I'm not allowed to have my cell phone on me at work due to security reasons (I work for a security printing company and thus I can't have any cameras or recording devices on me, which my phone of course has), so I have to keep it in my locker in the break room. And Friday I forgot to get it on my way out the door. By the time I realized this it was too late to go back for it, there is no evening or weekend shift there, the place is shut down by 6. I could have called my boss' cell and he probably would have met me there to let me get it, he's pretty cool like that, but I stupidly didn't have a hard copy of his number, I only had it saved in my phone. There was nothing I could do, I had no way to get my phone back until Monday morning. But hey, it's just a couple of days I thought, how bad could it be?
It was a nightmare. I went online to message a few of my closer friends to let them know what happened and I wasn't ignoring them and tried to take my mind off of it. Over and over again I found myself reaching for it in my back pocket. I felt wrong not having it, not checking it. I have a thing with some of my friends where we like to text each other random funny movie or TV quotes and I kept finding myself wanting to do that. Then came bed time, I would need to get up for my comic book stand at Saturday's Market. But I don't have an alarm clock, I use my phone for that. Hell, I don't even own a watch anymore, so all weekend long I was asking everybody what time it was. Luckily I found an old alarm clock in my closet, otherwise I would have been boned.
Then came Saturday. There I am at my stand with my best friend in the world and two other friends there and all I could feel was disconnected. Indeed that's what I felt all weekend, like I was just floating out in the ether. I felt like Zod in the Phantom Zone. Sunday was pretty much more of the same. When Monday morning came I couldn't wait to check my phone.

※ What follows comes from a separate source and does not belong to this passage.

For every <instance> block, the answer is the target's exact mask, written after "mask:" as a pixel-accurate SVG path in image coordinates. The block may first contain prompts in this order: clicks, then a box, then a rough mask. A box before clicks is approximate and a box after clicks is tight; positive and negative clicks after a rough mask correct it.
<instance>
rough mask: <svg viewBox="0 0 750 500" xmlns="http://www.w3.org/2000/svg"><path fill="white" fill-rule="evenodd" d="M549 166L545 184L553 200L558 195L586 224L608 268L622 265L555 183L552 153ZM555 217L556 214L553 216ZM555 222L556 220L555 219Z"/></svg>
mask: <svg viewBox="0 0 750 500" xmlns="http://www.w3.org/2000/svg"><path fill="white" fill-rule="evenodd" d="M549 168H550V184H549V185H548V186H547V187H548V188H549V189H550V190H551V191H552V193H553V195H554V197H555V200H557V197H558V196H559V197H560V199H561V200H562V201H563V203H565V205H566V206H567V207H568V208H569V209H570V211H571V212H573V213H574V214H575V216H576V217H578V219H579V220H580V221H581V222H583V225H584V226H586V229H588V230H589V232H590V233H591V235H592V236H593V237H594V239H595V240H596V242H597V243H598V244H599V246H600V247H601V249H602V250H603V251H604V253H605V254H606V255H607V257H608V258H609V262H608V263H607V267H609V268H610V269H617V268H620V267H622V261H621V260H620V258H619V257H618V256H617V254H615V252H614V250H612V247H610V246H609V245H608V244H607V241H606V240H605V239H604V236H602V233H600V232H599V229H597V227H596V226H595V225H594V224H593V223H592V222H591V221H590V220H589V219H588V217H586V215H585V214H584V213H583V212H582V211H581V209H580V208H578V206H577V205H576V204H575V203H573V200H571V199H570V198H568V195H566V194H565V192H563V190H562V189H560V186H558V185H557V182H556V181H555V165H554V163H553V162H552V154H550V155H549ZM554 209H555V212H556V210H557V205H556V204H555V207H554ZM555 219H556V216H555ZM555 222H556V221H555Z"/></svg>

I showed up 15 minutes earlier than normal just to have extra time to check it and charge it before work.
How did I become to dependent on this little thing. I'm old enough to remember when a cell phone seemed like a luxury, and kind of a silly one at that. And things like texting would have seemed completely ridiculous to me then. I'm certainly glad to have her back, but this weekend has shown me that I really need to take a long look at how I'm using it and how I've gotten too dependent on it. Also I really gotta back up these numbers into an address book.